The positioning of Donald Trump Wednesday at the center of the NATO summit’s official photo was deeply ironic. The president seems more determined to wreck the hallowed alliance and bulwark of Western democracy than serve as its unifying force.

That would be a catastrophic mistake.

Some of his grievances are understandable. There is a role for his china shop bull act in trying to get NATO countries to spend more on their own defense. That was a sore spot for Trump’s predecessors, too. But all 29 members have been making progress toward the goal adopted in 2014 of spending at least 2 percent of GDP. They have until 2024, and NATO says eight will hit the mark this year. Trump could have taken credit for that this week in Brussels. Instead, he moved the goalpost to 4 percent, an unreasonable demand that not even the United States, at 3.57 percent, meets.

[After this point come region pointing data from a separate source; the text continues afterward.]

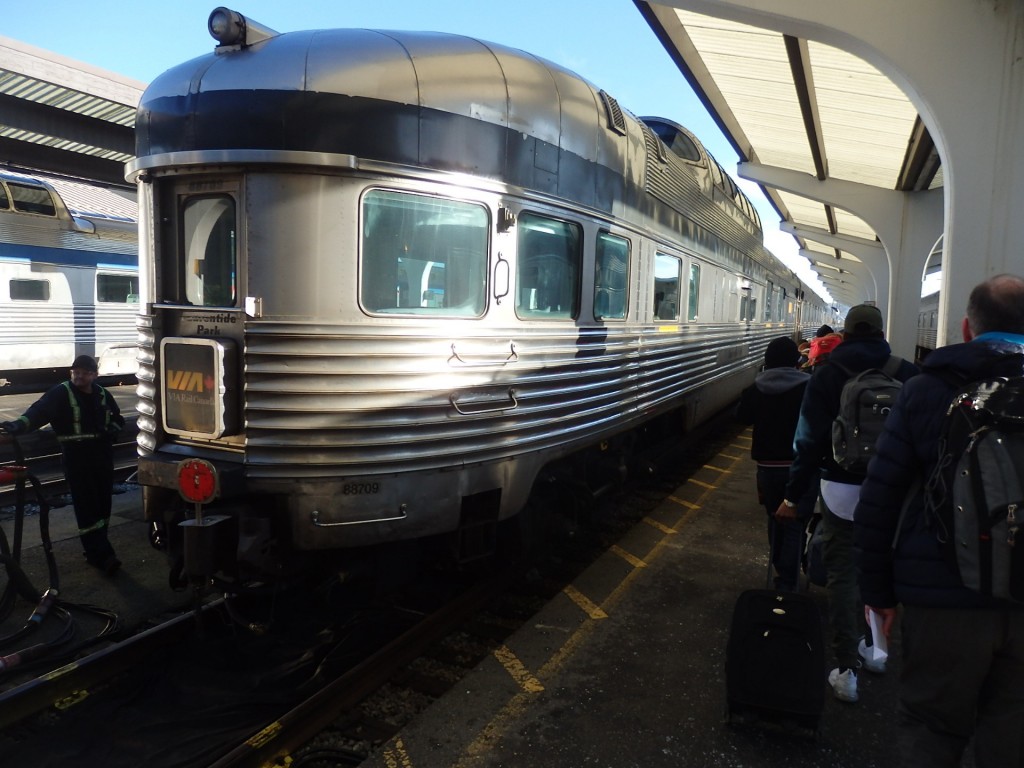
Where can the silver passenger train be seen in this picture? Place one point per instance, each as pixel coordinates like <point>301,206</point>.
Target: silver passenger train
<point>69,279</point>
<point>391,276</point>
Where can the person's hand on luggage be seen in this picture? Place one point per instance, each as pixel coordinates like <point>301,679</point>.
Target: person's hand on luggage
<point>888,617</point>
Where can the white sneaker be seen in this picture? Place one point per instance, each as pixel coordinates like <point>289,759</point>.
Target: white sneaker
<point>844,684</point>
<point>876,666</point>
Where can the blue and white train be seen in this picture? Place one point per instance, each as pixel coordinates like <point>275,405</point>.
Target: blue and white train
<point>69,279</point>
<point>392,278</point>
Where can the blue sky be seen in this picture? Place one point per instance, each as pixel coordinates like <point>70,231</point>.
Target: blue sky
<point>605,41</point>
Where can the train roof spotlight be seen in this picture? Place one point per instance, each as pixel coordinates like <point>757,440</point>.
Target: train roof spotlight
<point>229,28</point>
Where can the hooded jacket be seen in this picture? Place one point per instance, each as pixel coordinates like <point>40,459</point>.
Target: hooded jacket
<point>771,403</point>
<point>916,571</point>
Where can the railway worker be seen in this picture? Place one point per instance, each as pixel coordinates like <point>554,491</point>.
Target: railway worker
<point>963,655</point>
<point>85,418</point>
<point>771,403</point>
<point>863,347</point>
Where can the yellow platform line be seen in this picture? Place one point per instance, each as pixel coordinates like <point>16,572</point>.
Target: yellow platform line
<point>517,670</point>
<point>589,607</point>
<point>718,469</point>
<point>396,757</point>
<point>683,502</point>
<point>633,560</point>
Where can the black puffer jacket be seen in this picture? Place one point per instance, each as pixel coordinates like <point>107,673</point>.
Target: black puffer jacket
<point>771,403</point>
<point>820,406</point>
<point>918,573</point>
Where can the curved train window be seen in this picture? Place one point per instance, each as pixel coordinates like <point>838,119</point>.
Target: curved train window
<point>117,289</point>
<point>694,293</point>
<point>550,254</point>
<point>611,274</point>
<point>680,144</point>
<point>668,272</point>
<point>32,199</point>
<point>210,242</point>
<point>30,290</point>
<point>423,255</point>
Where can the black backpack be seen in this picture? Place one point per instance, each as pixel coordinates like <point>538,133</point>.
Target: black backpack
<point>974,499</point>
<point>865,401</point>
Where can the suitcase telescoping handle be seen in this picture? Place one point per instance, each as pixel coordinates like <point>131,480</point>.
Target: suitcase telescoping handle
<point>775,534</point>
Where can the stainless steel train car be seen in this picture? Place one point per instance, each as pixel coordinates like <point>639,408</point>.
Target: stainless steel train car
<point>928,323</point>
<point>391,276</point>
<point>69,279</point>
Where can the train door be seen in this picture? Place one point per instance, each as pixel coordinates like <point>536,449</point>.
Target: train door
<point>199,306</point>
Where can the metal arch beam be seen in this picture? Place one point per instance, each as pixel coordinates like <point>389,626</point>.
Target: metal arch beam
<point>851,293</point>
<point>906,222</point>
<point>51,121</point>
<point>803,81</point>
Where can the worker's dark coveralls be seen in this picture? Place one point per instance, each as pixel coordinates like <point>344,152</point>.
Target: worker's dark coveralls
<point>85,425</point>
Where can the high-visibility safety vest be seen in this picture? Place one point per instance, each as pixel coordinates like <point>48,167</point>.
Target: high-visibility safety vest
<point>76,416</point>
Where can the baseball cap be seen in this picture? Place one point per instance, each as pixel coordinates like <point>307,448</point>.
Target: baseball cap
<point>863,318</point>
<point>781,352</point>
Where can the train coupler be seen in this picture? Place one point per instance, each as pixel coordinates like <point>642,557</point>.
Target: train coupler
<point>208,544</point>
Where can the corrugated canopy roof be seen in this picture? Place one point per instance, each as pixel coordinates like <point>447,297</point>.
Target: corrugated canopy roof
<point>806,107</point>
<point>64,116</point>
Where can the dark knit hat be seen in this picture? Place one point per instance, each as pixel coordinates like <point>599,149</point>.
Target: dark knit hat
<point>781,352</point>
<point>85,363</point>
<point>863,318</point>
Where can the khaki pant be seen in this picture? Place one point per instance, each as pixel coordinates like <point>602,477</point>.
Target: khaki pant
<point>963,675</point>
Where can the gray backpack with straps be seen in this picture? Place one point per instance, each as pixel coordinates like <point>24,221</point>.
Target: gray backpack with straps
<point>865,401</point>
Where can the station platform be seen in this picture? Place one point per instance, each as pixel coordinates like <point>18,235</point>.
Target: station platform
<point>626,668</point>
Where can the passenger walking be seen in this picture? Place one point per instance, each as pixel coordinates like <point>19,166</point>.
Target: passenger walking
<point>85,419</point>
<point>963,655</point>
<point>771,403</point>
<point>863,347</point>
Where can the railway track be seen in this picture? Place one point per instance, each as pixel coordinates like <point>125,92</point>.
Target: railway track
<point>222,685</point>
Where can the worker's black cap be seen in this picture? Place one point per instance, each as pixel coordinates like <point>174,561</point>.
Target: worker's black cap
<point>85,363</point>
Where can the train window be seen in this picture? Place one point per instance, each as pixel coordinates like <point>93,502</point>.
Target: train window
<point>668,271</point>
<point>694,293</point>
<point>550,254</point>
<point>423,255</point>
<point>118,289</point>
<point>30,199</point>
<point>30,290</point>
<point>611,276</point>
<point>210,243</point>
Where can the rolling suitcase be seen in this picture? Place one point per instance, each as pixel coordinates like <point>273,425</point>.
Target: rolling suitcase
<point>774,660</point>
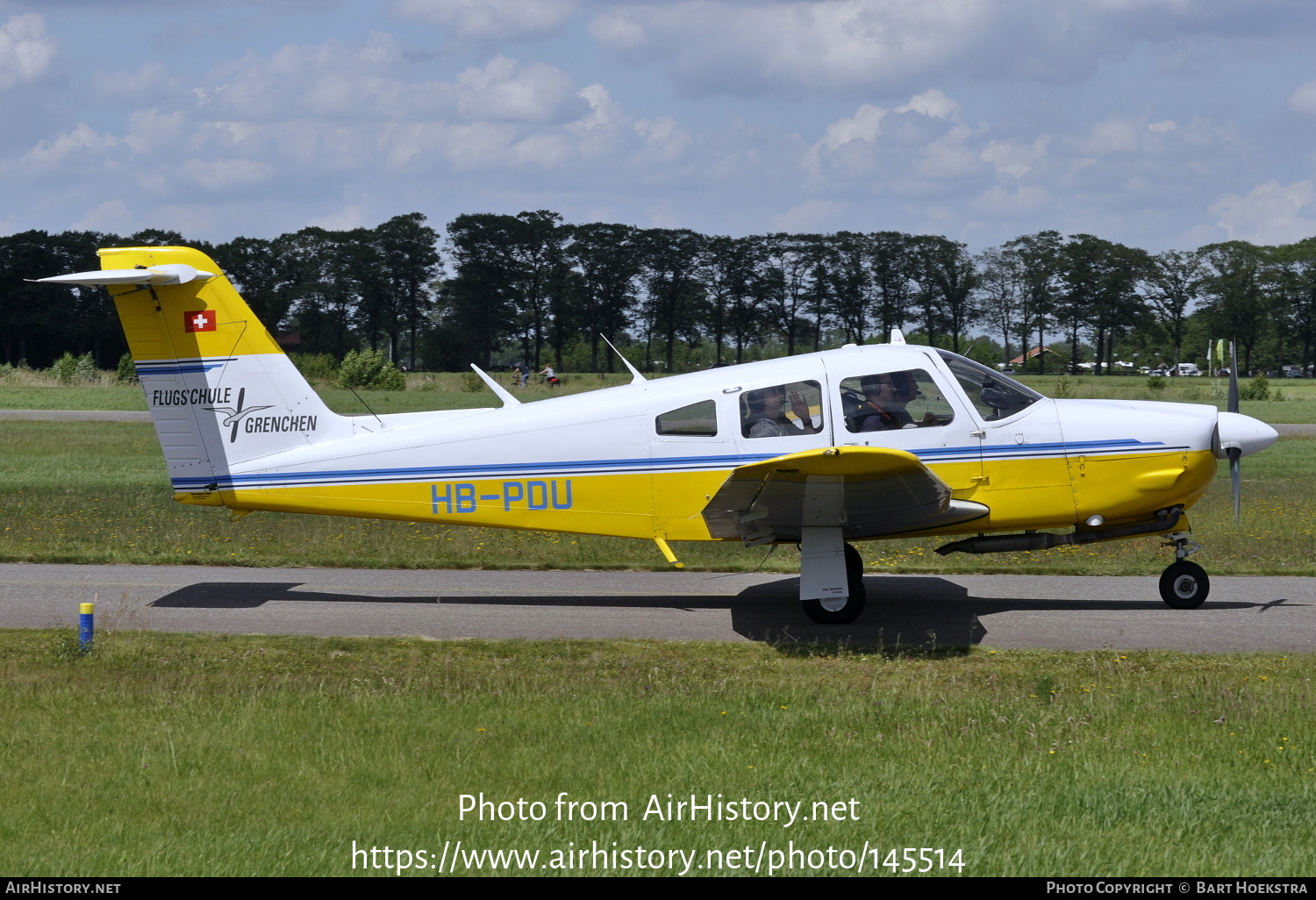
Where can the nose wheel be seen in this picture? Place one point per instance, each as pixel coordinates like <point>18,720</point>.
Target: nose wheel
<point>837,611</point>
<point>1184,584</point>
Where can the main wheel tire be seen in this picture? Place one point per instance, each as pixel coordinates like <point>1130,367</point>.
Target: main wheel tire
<point>855,603</point>
<point>1184,584</point>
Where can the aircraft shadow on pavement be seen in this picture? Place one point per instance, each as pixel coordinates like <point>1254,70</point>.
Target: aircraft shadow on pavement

More disconcerting is the contrast between Trump’s increasing bellicosity toward America’s allies and his sweeter talk about Russian President Vladimir Putin, with whom Trump will hold a one-on-one summit on Monday in Finland.

NATO was created after World War II to confront and contain Russia, and it not only has protected Europe, it also has furthered American interests. And the need for NATO has not dissipated — see Russia’s annexation of Crimea in 2014, its provocations in Ukraine, and its meddling in elections in the United States and elsewhere. There is a reason for the U.S. Senate’s 97-2 vote to express support of NATO.

There are troubles — real, not manufactured — within NATO as well. Turkey, Hungary and Poland are sliding toward authoritarian control, nationalism is ascendant in Italy, and Britain is negotiating its Brexit from the European Union. But Trump said nothing about these actual threats and instead attacked Germany, a stalwart partner.

His Berlin broadside demonstrated the power of words, and the need to choose them carefully. After he said a natural-gas pipeline deal Germany signed with Russia makes Germany a “captive” of Russia, German Chancellor Angela Merkel, who grew up in communist East Germany, properly retorted that she knows well what it’s like to be a captive of the Soviet Union. Trump’s bombastic statement that Germany is “totally controlled” by Russia smacked of an attempt to deflect similar charges lobbed at him. Before this trip, Trump described Russia as a “competitor.” It’s not. It’s an adversary.

We’re concerned about Trump’s longstanding eagerness to embrace Putin. Meeting alone with the wily leader, even if translators and note-takers are present, is worrisome — witness the fallout from Trump’s meeting with North Korea’s Kim Jong Un, where now the sides disagree about what they agreed to. With Putin, there is even more on the table: Syria, Ukraine, Crimea, the future of the Iran nuclear deal, and Russia’s interference in the election that made Trump president.

By the close of the day, Trump ultimately agreed to sign the NATO declaration that condemned the annexation of Crimea and bolstered the alliance’s defenses against Russia. Those are the tough words and actions the president should bring to Helsinki.